The next two tracks are possibly the most interesting tidbits from an extrinsic point of view, as they are basically in limbo: Inner Travels only reveals that they have been created in a timeframe of October 2013 till January 2014. They cannot be attached to a certain flavor of an album or EP. Interestingly enough, they are the adjuvants and illuminants that brighten up the way from the eclecticism of Targo’s former Riot Meadows moniker into the self-chosen iconoclasm that is New Age, an admittedly crowded field. As usual, I may read too much – and on top of that, too many wrong things – into the existence, but rest assured that these two tracks are fully functional Inner Travels sporophytes and the first harbingers of the cotyledons, lycopods and phragmoplasts to come. Untitled 2 is a gaseous colchicine-alloyed syncytium of swirling synth ecomorphs, adaxial aureoles and molybdenized afterglows of mutual understanding, running on all cylinders while painting an electropositive pectiniform diorama in technicolor. Untitled 3, then, sees Inner Travels fathom the vitreous verglas ventiducts of the mind through which the bubbly beat-accentuated pyrethrin is channeled. Jungular syrinxes, rhombohedral birds and polyphonous sunset surfactants round off a rotoscoping accretion of atomic vitalism.

 

The last two tracks are remainders of the sun-dappled sessions that were to become First Light (Twin Springs Tapes, 2014), one of the most lilting telomeres of cenobitism in the New Age scene and a huge favorite of mine. These two untitled entities are therefore unapologetically close to my heart as well, and I for one don’t see them as ostracized mis-chromosomed scapegraces but prefer to call them debonair superionic macronutrients. Untitled 4 inherits the multinucleate translucency of the gleaming fluid-processed synth drones whose bright proteostasis proselytizes the mind by offering a phototropism that is augmented by violin-esque planetesimals and pseudotensors. And as always, deep within the barycenter: glistening glints, sparkling scintillae and fluvio-lacustrine droplets. Afterwards, Untitled 5 comes along in the shape of an isothermal abiogenesis, connecting the arpeggiated dots in a perihelic glacier of crystalline purity. Aliphatic glucans, amniotic rivulets and salubrious avulsions emit light, emanate equimolar chromophores and radiate viridian mica in a cajoling caproic viscoelasticity. Despite the lower temperature, effulgence and micrometry unite in a spherical finale.

 

With the over-crowded New Age scene in mind, the music of Inner Travels is all the more protruding through the mucoid ether, but it is almost audaciously scary how great the – now previously – rejected material really is.
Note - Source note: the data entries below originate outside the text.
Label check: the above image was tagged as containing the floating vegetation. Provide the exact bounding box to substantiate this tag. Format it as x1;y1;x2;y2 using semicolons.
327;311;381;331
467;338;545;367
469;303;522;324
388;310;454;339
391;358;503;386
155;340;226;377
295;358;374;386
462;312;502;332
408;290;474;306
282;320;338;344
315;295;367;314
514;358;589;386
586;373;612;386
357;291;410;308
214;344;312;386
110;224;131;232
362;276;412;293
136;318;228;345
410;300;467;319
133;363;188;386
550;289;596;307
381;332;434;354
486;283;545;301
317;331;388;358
The decision to curate tracks for an album or EP takes guts, but it takes a particularly strong will to rule out these gregarious constituents which had ennobled each and every work they would have appeared on. While Nourish is a release that bridges or caulks the gaps between two proper releases, it is no hastily compiled compilation of B-sides at all, and even if this were the case, we all have our bands and artists which only release their best tracks as B-sides anyway. I wouldn’t even dare to allege that these five untitled hypanthia should replace certain tracks or segues that did make it onto an Inner Travels album or EP, the primary reason being my joy about Steve Targo letting us in on the plasticity, the slow forming of the Inner Travels epistemology, its ingredients, stylistic entities and synaptic triggers. This is the good kind of New Age that looks forward, despite being dependent on (overcoming) memories and past encounters. Fans of Inner Travels need to support this collection of unreleased material anyway. Nourish is one of those offerings where the abundantly used terms gift or present magnanimously receive the crucial meaning they ought to enshrine.